A Friday statement from council chairman Kemp Conrad said that the council is taking that deadline seriously and is preparing an ordinance to set into city law whatever the two parties decide upon.
An ordinance is only approved in Memphis after it is heard before the city council three times. So, it takes a city law at least a month and half (depending on meeting dates) to make its way through the council’s legislative process.
The “ordinance defining uses for Overton Park” is slated to be discussed during the council’s executive session on Tuesday, May 3 at 2:45 p.m. The council could decide to send the measure to the full council for a vote Tuesday (thus, starting the ordinance through the process) or wait until a future meeting.
So, the council has to get the ordinance on its schedule soon to be ready to meet the deadline for the mediation discussions. Conrad said Friday that the ordinance will contain what the OPC and the zoo come up with at the end of its mediation.
"We fully expect the ordinance to be amended by third reading to reflect the compromise reached by the parties in a way that is best for park users, the zoo, and the great city of Memphis,” Conrad said in the statement.
Given that the zoo and OPC have not yet formally stated their final compromises on parking, the council may not have a lot to discuss about the issue on Tuesday.
Conrad said Friday “the council is very optimistic about the results that are coming out of the mediation and fully expects a parking outcome and compromise that meets the needs of park users and the zoo.”

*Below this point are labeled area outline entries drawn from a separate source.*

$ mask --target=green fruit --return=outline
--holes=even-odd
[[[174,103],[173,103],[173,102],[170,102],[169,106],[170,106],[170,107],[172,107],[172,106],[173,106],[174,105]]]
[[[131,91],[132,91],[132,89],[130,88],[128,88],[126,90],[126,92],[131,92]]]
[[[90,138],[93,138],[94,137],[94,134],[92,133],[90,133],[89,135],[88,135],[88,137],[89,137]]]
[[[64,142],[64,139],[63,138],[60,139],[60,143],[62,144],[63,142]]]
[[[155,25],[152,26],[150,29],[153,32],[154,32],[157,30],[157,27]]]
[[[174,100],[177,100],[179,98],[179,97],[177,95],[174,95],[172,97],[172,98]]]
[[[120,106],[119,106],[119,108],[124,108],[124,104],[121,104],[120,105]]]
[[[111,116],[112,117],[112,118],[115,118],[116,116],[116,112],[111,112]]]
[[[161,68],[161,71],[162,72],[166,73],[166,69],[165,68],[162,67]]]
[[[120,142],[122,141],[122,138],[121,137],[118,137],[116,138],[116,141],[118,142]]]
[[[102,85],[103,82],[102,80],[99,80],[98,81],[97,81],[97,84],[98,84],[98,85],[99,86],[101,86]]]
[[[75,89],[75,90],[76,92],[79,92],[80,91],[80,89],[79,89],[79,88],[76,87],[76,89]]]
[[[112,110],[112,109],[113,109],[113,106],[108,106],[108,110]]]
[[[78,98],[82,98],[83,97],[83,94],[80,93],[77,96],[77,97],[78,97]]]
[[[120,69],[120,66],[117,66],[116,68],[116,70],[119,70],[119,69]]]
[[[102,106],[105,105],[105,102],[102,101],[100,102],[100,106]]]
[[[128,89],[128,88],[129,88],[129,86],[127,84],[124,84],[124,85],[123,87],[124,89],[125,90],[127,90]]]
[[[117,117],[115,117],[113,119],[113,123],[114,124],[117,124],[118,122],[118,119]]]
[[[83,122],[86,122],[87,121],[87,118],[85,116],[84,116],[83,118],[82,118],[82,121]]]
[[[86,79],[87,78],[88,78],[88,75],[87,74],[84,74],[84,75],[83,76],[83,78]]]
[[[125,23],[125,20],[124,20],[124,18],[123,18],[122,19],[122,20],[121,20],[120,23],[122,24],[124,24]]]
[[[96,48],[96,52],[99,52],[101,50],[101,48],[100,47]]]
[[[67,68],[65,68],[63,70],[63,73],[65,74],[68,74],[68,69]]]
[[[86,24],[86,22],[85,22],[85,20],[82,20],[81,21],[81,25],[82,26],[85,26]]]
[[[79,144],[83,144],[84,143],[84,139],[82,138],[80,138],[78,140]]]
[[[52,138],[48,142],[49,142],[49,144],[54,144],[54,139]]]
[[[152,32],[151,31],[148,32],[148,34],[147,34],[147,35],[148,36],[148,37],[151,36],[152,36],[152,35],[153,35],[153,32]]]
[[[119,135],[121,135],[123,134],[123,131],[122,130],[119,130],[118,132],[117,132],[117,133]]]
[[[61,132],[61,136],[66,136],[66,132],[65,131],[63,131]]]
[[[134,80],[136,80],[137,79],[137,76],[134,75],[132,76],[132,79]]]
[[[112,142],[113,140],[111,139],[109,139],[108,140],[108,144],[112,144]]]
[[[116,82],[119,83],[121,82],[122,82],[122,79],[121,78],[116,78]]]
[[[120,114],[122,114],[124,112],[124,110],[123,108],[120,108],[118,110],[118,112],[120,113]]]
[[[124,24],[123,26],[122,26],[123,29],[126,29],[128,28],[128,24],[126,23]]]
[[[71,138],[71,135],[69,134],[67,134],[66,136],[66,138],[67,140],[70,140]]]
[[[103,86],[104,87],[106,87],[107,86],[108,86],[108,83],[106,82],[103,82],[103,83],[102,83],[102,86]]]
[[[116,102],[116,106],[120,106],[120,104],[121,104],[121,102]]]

Strickland announced Thursday that the mediation discussion have already yielded two plans that could create 325 new parking spaces for zoo visitors in the zoo’s existing lot and along North Parkway.
Conrad called those plans “major breakthroughs” and are only “an indication of what is to come" and said the council is especially appreciative of “[FedEx executive] Richard Smith’s work to find reasonable common sense solutions.”